Les propositions évoquées ont été très largement reprises dans les travaux menés par la task force « réforme du financement du système de santé » sous l’égide de Jean-Marc Aubert.
Dans le cadre de la loi Santé 2022, ce dernier a publié le 29 janvier 2019 un rapport intitulé « Réformes des modes de financement et de régulation : vers un modèle de paiement combiné ». Ce rapport marque le point de départ d’une large concertation devant aboutir à faire évoluer nos modes de rémunération d’ici 2022.
Ce document de propositions a pour objectif de mettre à jour les propositions de ReAGJIR concernant la rémunération des médecins généralistes afin de participer, dans les prochains mois, aux travaux de mise en œuvre des préconisations du rapport Aubert.
OBJECTIFS
Le rapport Aubert décrit une évolution des rémunérations liée à l’évolution du métier de médecin généraliste. Il promeut un panier de financement diversifié instaurant plus de rémunérations au forfait, selon des critères de qualité, d’organisation et de patientèle, tout en gardant une part de financement à l’acte.
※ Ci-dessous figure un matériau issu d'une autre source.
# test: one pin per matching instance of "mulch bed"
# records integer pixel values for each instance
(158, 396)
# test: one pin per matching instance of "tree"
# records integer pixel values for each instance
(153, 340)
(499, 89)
Il introduit par ailleurs la notion de financement à l’épisode dont on ne sait pas encore s’il inclura la médecine générale et dans quelle proportion.
CONTEXTE
Les différents modes de rémunération sont la capitation, le forfait, le paiement à l’acte, le paiement au parcours de soins et le salariat.
La capitation proprement dite correspond au versement au médecin d’une somme fixe par patient inscrit à son cabinet, indépendamment du volume de soins qu’il lui prodiguera.
En France, il n’y a pas de capitation stricto sensu, il existe des forfaits qui correspondent au versement d’une somme en contrepartie de la réalisation d’une mission ou d’un objectif. Ce type de financement est prévu dans le rapport Aubert pour faire partie des financements de certaines structures hospitalières (court séjour psychiatrique + CMP et services d’urgences), il est également prévu de les étendre secondairement à des structures coordonnées en ville dans le cadre de missions de santé publique. Toutefois, le forfait patientèle mis en place par la Convention 2016 s’approche grandement d’un paiement à la capitation, même s’il reste pour le moment limité en volume. Ce forfait tient compte de l’âge du patient, de ses pathologies (prise en charge ALD) et de ses caractéristiques sociales.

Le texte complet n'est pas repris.